あとは・・・柔らかいベットだな・・・。」

しみじみと呟いて、恨めしげに地面を見た。

体もだいぶ慣れてはきたが、こんなところじゃよく寝れないのだ。





 




「これ・・・道?」

もう何日歩いたかもわからないくらい歩いたし、青と緑のスライムもそこそこな数を倒した。

レベルも上がったし、魔石も両手に収まらないほどたくさんある。成果は上々だろう。

途中、もうめんどくさくなって歩くのサボったし、気がついたら昼過ぎくらいまで寝ててスライムに囲まれて戦ってたらどっからきたかもわからなくなったけど、やっと、やっっと、緑と白と青以外を見つけた。


道と呼ぶにはあまりに細いが、道は道だろう。

自転車が通るようなわだち程度の狭い間隔の、草の禿げた茶色の土が見えていた。


「端は・・・見えないな。とりあえずこれを進むか。」

その道は横一本にずっと伸びていて、地平線と交わる前に見えなくなってしまう。とにかく長い。

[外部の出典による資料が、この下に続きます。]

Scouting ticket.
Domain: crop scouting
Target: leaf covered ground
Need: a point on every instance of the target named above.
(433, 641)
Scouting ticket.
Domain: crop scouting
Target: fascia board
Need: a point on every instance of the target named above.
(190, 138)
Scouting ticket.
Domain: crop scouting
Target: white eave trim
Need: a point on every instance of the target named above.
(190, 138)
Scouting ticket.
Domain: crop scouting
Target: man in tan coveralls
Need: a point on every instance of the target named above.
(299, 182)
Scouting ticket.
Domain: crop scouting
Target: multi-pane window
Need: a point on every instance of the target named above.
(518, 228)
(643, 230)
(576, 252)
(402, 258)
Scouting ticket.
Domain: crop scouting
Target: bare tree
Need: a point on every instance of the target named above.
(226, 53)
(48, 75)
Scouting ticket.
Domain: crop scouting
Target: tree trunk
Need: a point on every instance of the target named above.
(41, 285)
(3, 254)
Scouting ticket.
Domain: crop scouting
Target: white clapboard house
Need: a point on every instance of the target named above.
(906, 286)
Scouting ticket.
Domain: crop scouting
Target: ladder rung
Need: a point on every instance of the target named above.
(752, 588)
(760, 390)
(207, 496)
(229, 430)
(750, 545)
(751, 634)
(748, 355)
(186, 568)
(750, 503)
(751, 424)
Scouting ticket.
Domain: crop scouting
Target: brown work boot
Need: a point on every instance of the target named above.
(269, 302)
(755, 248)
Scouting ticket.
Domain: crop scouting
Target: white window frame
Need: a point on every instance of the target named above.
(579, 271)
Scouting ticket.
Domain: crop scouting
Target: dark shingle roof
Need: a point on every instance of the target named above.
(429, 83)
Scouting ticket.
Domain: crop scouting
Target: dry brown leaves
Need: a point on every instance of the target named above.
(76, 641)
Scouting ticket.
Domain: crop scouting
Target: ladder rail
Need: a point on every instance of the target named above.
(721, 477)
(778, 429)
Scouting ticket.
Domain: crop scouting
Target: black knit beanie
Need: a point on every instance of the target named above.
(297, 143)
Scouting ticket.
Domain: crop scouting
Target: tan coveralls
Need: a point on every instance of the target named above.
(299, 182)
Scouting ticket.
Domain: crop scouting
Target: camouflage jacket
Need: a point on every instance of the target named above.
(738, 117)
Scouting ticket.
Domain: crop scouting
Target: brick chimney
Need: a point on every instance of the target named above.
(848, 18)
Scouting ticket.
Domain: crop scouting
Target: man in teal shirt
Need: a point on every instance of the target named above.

道に困ったら神頼みだ。また剣をぐるぐる回して倒れた方に、ケイはひたすら歩いた。



歩いた。


歩いて、

走って、

休んで、


  また歩いた。



「そろそろ街とか人とかなんかないかな…。」


道を見つけてから2日になる。

スライムが出たらいつものようにカバンを目印に置いて、倒しに行った。

今回倒した青いスライムから出たものは皮袋が一つと今までよりちょっと大きい魔石だった。ちょうどいいので皮袋にざらっと今まで集めた魔石を入れ直す。さすがにカバンの中にゴロゴロ転がすのは邪魔だからだ。

休憩しながら、パンをかじる。

最近、動きがよくなってきたのか、一発で倒せるスライムもかなりいて、剣を振るのが少し楽しくなってきた。

「そろそろレベルも上がってんじゃないのー?」

ワクワクしながら、ケイはここしばらくわざと見なかった《ステータス》を開く。



________


アズマ・ケイ

Lv.4

HP 120/130

MP 40/65

種族:ヒューマ

職業:みならい剣士

称号:スライムハンター

状態:正常


*スキル*

生活魔法

鑑定

ブレンド茶

居合い

天読み

________



「お、いい感じじゃん。 称号も変わったしなんか嬉しい。

スキルも増えてる・・・ 天読みってなんだ?雨予測のことかな?

居合いは次に使ってみようかな。」


何日も歩いて体力もついたし、レベルも多少上がった。

戦いもそれなりに板についてきて、いろいろな戦い方をする余裕も出てきた。

麦茶を飲みながら空を見ると、雨の雰囲気を感じ取ってケイは荷物をまとめた。

この草原の雨は唐突に雲が集まってきて前触れもなく降る。

雲が多くなってきたら要注意。

これは何度もずぶ濡れになって学んだことだ。


「そろそろ人に会ってもいい頃合いなんじゃないの? 長すぎるよこの道。」


道がある以上、誰かしらが定期的にここを通るはずだ。

もう何日歩いたかわからないが、あまりに広すぎる。

あたりを見回しながら歩いているから、街を見逃したってことはないはずだ。見逃すってか、地平線しかない。

まぁ、魔法で隠されてるなら見逃しても仕方ないけど。




現代日本だったら気合の入った膝栗毛でもそろそろ諦めて電車乗りますね。